The five vulnerabilities are tracked as CVE-2022-24415, CVE-2022-24416, CVE-2022-24419, CVE-2022-24420, and CVE-2022-24421. These high-severity vulnerabilities are rated 8.2 out of 10 on the CVSS scoring system.

According to Binarly, a firmware security firm, “The active exploitation of all the discovered vulnerabilities can’t be detected by firmware integrity monitoring systems due to limitations of the Trusted Platform Module (TPM) measurement. The remote device health attestation solutions will not detect the affected systems due to the design limitations invisibility of the firmware runtime.”

The flaws are related to improper input validation which affects the System Management Mode (SMM) of the firmware. This allows bad actors to local authenticate and leverage the system management interrupt (SMI) to achieve arbitrary code execution.

The affected System Management Mode is a special-purpose CPU mode in x86 microcontrollers designed to handle system-wide functions such as power management, system hardware control, thermal monitoring, and other proprietary manufacturer-developed code.
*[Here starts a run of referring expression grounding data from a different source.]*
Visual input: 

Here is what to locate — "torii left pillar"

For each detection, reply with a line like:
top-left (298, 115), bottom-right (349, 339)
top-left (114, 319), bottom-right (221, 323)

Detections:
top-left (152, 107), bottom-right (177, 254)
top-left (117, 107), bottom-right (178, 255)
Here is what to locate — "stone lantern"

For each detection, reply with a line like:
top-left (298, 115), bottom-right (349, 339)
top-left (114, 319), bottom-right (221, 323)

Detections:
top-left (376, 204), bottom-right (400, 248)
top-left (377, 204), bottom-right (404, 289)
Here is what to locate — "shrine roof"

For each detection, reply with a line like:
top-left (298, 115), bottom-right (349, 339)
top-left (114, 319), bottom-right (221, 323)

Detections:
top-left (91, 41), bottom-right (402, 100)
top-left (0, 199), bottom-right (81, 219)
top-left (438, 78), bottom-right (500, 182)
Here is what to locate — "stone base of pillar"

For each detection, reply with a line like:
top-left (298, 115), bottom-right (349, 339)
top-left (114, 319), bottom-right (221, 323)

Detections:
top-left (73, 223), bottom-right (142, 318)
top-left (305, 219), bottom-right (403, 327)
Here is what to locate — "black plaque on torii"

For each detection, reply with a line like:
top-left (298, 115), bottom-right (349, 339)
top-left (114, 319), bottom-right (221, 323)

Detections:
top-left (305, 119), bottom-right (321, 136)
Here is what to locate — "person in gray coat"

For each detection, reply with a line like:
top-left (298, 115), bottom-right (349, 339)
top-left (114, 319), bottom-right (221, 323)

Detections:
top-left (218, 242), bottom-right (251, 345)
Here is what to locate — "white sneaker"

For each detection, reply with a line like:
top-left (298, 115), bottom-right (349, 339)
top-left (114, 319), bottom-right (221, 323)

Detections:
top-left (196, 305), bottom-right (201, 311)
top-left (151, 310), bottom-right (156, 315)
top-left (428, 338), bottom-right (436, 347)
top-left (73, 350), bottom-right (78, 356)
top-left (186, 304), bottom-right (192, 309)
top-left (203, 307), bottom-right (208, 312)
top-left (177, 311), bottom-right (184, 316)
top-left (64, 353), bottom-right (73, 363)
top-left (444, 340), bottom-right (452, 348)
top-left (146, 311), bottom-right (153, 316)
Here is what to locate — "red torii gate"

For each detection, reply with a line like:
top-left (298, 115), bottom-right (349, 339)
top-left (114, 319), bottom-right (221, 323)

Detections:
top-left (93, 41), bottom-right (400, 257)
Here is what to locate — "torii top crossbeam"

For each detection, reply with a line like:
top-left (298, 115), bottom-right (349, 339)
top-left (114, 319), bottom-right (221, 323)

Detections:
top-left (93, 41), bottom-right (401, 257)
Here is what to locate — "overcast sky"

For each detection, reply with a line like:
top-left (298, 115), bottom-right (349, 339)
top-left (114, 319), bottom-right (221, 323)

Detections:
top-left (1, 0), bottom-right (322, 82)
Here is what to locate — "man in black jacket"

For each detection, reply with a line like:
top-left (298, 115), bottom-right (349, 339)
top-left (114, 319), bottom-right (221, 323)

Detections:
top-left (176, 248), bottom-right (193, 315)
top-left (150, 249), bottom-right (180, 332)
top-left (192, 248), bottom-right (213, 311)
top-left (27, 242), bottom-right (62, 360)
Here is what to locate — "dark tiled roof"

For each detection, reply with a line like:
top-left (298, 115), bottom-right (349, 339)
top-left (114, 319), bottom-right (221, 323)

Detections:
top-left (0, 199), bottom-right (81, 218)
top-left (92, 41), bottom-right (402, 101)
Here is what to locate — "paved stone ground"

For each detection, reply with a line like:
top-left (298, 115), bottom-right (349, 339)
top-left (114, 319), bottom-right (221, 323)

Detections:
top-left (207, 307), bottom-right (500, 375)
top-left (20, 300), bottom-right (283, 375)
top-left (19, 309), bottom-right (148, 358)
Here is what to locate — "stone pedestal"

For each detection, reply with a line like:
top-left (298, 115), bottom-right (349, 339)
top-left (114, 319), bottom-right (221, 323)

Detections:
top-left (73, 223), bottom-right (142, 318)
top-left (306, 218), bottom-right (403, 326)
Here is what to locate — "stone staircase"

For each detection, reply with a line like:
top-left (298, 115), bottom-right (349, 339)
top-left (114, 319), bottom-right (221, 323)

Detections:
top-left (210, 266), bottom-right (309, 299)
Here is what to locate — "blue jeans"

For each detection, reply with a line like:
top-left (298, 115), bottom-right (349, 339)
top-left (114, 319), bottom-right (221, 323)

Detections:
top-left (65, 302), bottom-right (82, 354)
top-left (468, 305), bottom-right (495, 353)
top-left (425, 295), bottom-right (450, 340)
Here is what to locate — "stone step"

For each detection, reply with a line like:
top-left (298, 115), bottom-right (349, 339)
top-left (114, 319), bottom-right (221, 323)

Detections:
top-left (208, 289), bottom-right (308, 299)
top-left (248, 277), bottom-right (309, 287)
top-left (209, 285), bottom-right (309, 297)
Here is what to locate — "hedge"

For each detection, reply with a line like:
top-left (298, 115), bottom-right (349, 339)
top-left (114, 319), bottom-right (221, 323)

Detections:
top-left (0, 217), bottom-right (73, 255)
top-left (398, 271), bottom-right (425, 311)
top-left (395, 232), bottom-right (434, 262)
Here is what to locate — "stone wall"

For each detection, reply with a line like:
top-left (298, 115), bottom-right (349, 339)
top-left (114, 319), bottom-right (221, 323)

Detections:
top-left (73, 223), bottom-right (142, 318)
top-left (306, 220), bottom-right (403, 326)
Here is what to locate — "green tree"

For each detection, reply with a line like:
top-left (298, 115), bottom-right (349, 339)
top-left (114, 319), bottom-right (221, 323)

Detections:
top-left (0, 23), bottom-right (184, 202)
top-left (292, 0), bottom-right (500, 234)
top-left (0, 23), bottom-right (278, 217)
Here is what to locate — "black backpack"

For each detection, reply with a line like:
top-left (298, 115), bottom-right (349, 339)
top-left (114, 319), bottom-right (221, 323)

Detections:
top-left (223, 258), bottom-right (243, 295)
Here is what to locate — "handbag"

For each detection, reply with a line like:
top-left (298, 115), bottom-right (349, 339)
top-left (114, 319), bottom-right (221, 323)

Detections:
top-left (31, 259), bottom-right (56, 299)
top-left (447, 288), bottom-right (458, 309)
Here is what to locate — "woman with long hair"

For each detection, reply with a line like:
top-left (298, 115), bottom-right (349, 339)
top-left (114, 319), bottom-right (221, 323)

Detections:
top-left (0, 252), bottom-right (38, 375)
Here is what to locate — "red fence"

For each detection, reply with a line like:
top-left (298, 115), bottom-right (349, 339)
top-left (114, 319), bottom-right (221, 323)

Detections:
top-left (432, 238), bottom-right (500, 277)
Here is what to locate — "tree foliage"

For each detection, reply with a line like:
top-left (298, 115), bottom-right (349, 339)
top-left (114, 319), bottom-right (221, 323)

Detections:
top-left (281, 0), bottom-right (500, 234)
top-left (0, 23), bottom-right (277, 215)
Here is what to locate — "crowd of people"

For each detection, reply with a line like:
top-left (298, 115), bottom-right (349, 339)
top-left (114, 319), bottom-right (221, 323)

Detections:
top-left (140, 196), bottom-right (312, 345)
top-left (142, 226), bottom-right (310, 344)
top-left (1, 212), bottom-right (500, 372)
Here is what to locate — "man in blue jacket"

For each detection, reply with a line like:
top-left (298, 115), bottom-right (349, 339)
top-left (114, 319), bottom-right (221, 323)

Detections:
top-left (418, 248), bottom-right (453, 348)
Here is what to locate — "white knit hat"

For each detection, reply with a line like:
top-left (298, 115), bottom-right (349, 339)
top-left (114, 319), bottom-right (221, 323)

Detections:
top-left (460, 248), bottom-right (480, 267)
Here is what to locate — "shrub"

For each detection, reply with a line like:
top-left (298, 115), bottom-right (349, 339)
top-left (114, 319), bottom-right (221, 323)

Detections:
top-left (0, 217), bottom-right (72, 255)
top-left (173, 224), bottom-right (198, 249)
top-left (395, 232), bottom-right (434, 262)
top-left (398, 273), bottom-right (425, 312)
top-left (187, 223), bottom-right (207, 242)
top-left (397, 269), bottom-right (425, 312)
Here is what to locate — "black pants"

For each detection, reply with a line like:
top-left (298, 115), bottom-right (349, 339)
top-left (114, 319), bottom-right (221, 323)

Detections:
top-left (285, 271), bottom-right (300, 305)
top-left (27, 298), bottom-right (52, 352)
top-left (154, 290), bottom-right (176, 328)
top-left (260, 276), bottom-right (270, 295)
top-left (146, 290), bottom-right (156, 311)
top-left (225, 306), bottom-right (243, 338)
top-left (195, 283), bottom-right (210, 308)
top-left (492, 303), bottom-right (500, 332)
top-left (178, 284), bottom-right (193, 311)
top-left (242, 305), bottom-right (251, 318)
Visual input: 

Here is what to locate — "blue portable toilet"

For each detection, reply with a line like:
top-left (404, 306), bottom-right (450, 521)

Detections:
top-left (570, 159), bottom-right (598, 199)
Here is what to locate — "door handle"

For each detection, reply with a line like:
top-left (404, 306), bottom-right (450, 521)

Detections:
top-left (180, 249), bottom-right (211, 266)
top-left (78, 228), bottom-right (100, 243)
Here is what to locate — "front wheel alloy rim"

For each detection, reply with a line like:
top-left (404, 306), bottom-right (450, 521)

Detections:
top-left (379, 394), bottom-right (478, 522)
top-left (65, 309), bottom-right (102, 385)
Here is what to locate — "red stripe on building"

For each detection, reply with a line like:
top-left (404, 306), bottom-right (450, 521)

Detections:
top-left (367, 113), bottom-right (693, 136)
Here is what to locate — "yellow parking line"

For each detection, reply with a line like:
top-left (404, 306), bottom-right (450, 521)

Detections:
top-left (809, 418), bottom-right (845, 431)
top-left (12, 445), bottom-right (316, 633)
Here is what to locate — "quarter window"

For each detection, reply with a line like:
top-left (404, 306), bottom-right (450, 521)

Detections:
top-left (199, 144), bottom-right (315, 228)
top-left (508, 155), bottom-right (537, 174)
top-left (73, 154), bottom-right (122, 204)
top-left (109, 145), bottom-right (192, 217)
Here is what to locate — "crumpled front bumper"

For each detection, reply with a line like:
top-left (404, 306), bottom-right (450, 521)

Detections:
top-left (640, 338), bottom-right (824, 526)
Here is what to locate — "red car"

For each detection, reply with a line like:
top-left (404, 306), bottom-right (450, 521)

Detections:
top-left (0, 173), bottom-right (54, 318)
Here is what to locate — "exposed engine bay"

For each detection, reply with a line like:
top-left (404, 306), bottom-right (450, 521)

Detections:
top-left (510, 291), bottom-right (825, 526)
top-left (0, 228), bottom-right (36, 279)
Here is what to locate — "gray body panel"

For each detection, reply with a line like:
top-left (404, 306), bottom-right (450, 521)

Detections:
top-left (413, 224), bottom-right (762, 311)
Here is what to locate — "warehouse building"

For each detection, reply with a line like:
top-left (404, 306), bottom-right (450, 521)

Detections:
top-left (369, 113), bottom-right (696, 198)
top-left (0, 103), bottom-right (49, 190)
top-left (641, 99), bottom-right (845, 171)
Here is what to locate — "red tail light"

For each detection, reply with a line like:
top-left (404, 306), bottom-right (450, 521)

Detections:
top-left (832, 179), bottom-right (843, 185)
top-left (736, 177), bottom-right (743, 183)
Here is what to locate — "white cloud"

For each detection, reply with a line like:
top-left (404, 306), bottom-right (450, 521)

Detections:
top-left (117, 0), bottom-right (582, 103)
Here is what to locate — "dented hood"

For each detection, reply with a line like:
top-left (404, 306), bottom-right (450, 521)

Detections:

A nonmaskable interrupt(SMI) is invoked at runtime every time one of these operations is requested. It executes the SMM code installed by the BIOS if the SMM code executes at the highest privilege level and is invisible to the underlying operating system. This way it makes it ripe for abuse to deploy persistent firmware implants.

Dell has also recommended its users to upgrade their BIOS at the “earliest opportunity“, as many of its products including Alienware, Inspiron, Vostro line-ups, and Edge Gateway 3000 Series, are impacted. 

Binarly researchers said, “The ongoing discovery of these vulnerabilities demonstrate what we describe as ‘repeatable failures’ around the lack of input sanitation or, in general, insecure coding practices.”

Further, they added, “These failures are a direct consequence of the complexity of the codebase or support for legacy components that get less security attention, but are still widely deployed in the field. In many cases, the same vulnerability can be fixed over multiple iterations, and still, the complexity of the attack surface leaves open gaps for malicious exploitation.”